L'Art d'être hongrois (6): La langue hongroise
Pour la être hongrois, il faut la parler. Et vice-versa.
« S’il n’existait pas de belle langue hongroise, il faudrait que j’aboie comme un chien. »
Sagesse populaire hongroise, recueillie par l’auteur au cours d’une beuverie dont la géolocalisation s’est effacée.
On peut tourner assez longtemps autour de ce pot-là. Et certains ne s’en privent pas.
Mais bon, le fait est. Que, venant par ici, vous descendiez les pentes enneigées des Tatras, équipé – outre vos bâtons de marche et gourdes thermos – de rudiments de russe et/ou de polonais ; que vous remontiez vers nous les riantes vallées de la Valachie, parlant tout le roumain que votre italien vous permet de comprendre ; ou que, fort classiquement, vous descendiez la vallée du Danube à bord de votre panzer, avec un Niblungenlied et une anthologie de Hölderlin dans votre paquetage : l’entrée en Hongrie, c’est le moment où vous commencez à ne plus rien comprendre à rien.
Avant même l’intervention de prédateurs opportunistes comme la géographie, l’ethnographie ou la science politique, la Hongrie, comme réalité herméneutique provocatrice d’accidents routiers, s’impose à vous sous la forme de panneaux surchargés de polysyllabes ininterprétables : Hegyeshalom, Püspökladány, Berettyóújfalu.
S’attendant à une invasion des Allemands de l’OTAN, les Serbes auraient, à un moment de la dernière guerre, fait disparaître tous les panneaux de signalisation routière du pays.
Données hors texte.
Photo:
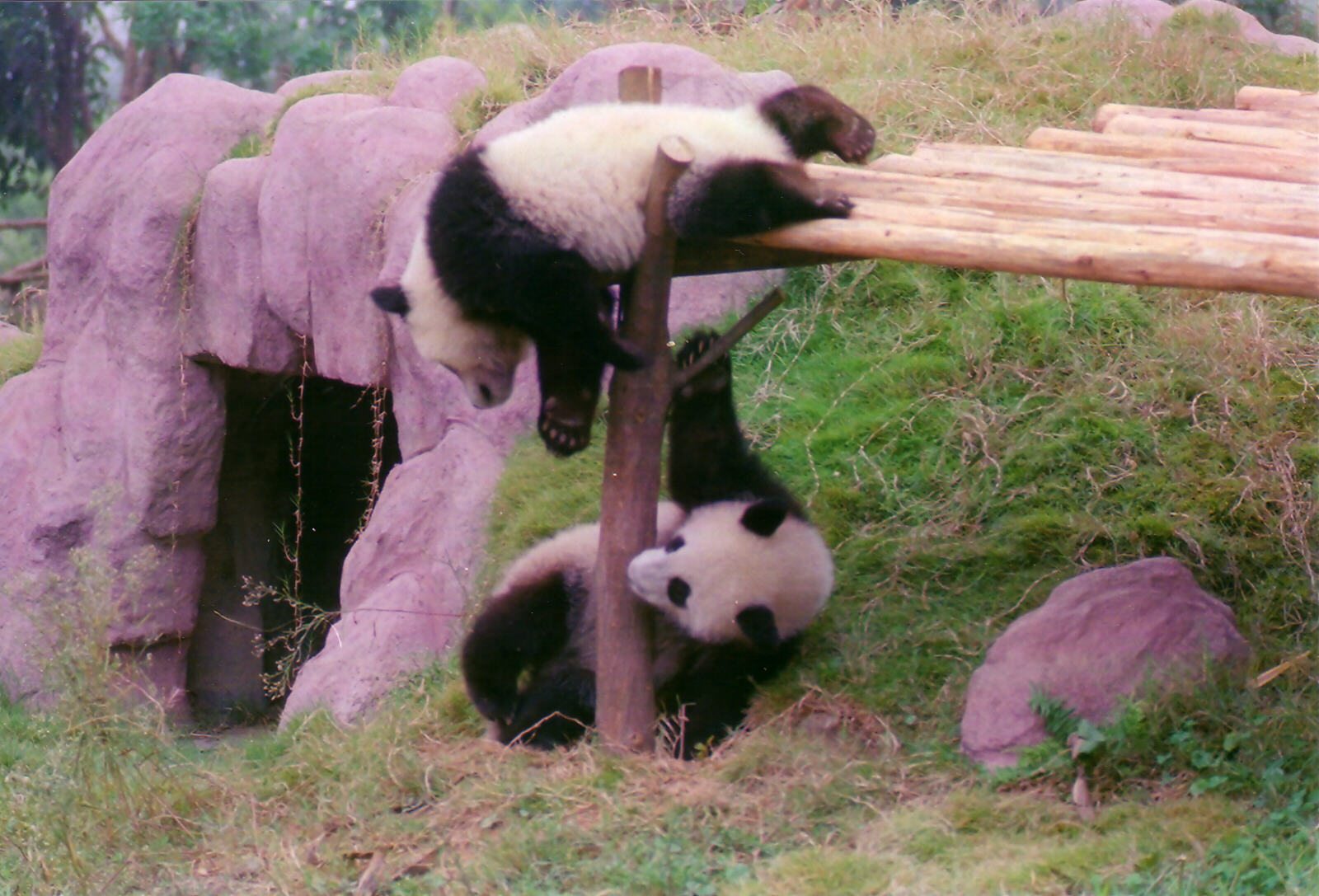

Si des colonnes de blindés occidentaux avaient eu la mauvaise idée de venir consolider sur le terrain les acquis de la guerre de lâches que l’OTAN menait depuis le ciel à ce peuple héroïque – la géolocalisation, dans les années 1990, restant assez balbutiante –, elles se seraient vite retrouvées à tourner en rond dans la plaine de Serbie, dans la terreur du soir qui tombe et des partisans en embuscade.
C’est le genre de stratagèmes auxquels les Hongrois – à supposer qu’ils eussent jamais envisagé sérieusement de défendre l’indéfendable territoire de la Hongrie post-Trianon – n’auraient jamais eu besoin de recourir : la toponymie hongroise étant illisible pour les non-Hongrois, un panneau en hongrois conservé – de par les accidents que risquent de provoquer les tentatives de lecture au volant – gêne davantage l’ennemi qu’un panneau arraché.
Et là, instinctivement, on comprend tout de suite que personne n’aime tellement ces gens-là – et pourquoi. Et, du même coup, on subodore déjà que l’amour des autres peuples doit assez peu compter pour eux – intéressés qu’ils sont, tout au plus, par le constat faussement désolé de l’absence dudit amour, carburant idéal du moteur auto-compassionnel (dont le comburant est la passion de se plaindre).
Sur l’anatomie si particulière de cette langue de tarés, mon prédécesseur Sauvageot a dit le plus gros de ce qu’il convient de savoir, dans son Esquisse de la Langue Hongroise, à laquelle le lecteur sera donc renvoyé.